Markers identified using the allelic and GWA models

A total of 448 significant alleles (Table 3, Fig. 4) associated with WR-DSR were identified in individuals in the Q1 vs. Q4 segment comparison of ~130 individuals, while only 61 alleles were identified when the Q2 vs. Q3 segment pair was analysed (Table 3; Supplementary Tables ST3 and ST4). We compared the associated markers in the allelic tests to those in the basic full model (GAF, using the ~130 accessions in the Q1 vs. Q4 segments) and those in the GWAS model (using all 267 accessions). A total of 102 (~23%) of the 448 significant markers identified in the Q1 vs. Q4 tail comparison and only two (~3.3%) of the 61 significant markers identified using the Q2 vs. Q3 segment pair were also found to be significant in the GWA. These represented 71.8 and ~1.4%, respectively, of the 142 significant markers identified using the GWA model. The GAF identified 342 significant markers, of which 45 (~31.7%) were also found to be significant in the GWAS. The Q1 vs. Q4 and GAF analyses shared 86.7% of their significant markers (Supplementary Tables ST3, ST4, and ST6).

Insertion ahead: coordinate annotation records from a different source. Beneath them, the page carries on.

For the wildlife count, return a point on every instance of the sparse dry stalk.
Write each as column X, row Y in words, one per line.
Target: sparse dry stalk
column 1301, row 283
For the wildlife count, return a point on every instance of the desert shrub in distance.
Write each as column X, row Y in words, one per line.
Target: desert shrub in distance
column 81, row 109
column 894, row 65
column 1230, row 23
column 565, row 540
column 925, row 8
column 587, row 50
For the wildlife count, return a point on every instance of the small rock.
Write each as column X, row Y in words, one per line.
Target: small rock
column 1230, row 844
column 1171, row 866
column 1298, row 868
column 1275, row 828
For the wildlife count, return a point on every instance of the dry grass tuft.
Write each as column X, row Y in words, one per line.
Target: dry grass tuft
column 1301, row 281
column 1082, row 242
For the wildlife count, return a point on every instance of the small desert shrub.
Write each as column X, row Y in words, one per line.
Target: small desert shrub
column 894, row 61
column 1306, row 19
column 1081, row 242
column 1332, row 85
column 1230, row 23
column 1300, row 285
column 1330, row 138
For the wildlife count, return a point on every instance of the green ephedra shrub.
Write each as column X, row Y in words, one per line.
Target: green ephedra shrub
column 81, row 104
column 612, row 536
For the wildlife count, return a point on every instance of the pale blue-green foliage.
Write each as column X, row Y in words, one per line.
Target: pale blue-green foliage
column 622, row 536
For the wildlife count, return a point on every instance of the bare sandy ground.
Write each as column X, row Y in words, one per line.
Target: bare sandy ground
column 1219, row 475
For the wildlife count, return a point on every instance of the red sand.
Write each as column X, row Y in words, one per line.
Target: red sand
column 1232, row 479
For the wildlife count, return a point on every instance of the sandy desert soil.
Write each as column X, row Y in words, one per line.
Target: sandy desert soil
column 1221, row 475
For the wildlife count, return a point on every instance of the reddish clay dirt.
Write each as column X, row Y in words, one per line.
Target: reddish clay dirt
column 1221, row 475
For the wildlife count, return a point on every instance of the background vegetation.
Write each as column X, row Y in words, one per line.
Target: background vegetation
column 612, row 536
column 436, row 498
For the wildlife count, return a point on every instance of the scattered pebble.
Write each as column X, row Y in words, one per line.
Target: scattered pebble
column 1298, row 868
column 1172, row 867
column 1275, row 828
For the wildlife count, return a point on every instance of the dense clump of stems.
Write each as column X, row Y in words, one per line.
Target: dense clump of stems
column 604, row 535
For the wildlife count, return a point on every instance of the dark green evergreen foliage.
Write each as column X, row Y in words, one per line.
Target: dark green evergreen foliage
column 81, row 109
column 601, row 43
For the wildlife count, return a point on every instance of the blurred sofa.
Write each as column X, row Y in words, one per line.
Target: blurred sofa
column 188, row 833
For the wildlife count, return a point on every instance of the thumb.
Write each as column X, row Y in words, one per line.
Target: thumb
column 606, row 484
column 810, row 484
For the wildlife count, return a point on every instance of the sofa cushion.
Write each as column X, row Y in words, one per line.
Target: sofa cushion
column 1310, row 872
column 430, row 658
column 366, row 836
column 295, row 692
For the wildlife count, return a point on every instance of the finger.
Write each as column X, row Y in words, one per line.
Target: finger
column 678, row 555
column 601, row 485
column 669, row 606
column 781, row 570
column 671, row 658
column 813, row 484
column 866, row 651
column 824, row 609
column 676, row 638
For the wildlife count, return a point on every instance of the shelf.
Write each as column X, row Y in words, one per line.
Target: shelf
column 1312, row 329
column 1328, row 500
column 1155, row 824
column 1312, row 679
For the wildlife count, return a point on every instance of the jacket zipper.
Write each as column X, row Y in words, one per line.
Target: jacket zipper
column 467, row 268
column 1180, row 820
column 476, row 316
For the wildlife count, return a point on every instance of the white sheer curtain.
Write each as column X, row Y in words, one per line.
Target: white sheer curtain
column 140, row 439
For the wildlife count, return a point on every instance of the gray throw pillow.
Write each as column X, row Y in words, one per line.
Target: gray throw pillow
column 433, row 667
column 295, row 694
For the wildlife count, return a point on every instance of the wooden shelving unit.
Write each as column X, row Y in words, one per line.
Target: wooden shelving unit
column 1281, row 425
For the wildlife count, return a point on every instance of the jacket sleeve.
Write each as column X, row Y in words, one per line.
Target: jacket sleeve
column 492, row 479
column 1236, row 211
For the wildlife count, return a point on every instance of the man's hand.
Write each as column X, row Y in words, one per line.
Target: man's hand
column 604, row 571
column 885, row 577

Table 3 Significant marker signals across models and associated minor allele counts compared across segments (mean standard error in parenthesis).

Full size table

**Fig. 4: Number of markers identified in the tests (bar graph) and their similarity across the tests (Venn).**

Taking the 142 markers in the GWA model as the reference for true associations, we compared the efficiency of the allelic mapping using the case–control models with the Q1 vs. Q4 and Q2 vs. Q3 comparisons, and the full model GAF. To achieve this, we used the 142 “true” signals in the GWA model to standardize the ratio (z/T) of matching markers in the other methods as a factor of the GWA signals (L). Based on comparisons of the standardized ratios, the allelic mapping in the Q1 vs. Q4 DSR tails was 7.7 times more efficient at discovering true signals than the allelic mapping using the interquartile DSR range Q2 vs. Q3, and 2.4 times more efficient than the full model GAF. These observations indicate that mapping alleles in the Q1 vs. Q4 segments better identified the loci associated with WR than mapping using the Q2 vs. Q3 segments or the GAF model in a population with a near-normal phenotypic distribution. The difference in the number of individuals and markers used, or in the method used to account for population structure and stringency in declaring test significance, might have contributed to the large difference in the markers identified using the GWA in comparison with the other models.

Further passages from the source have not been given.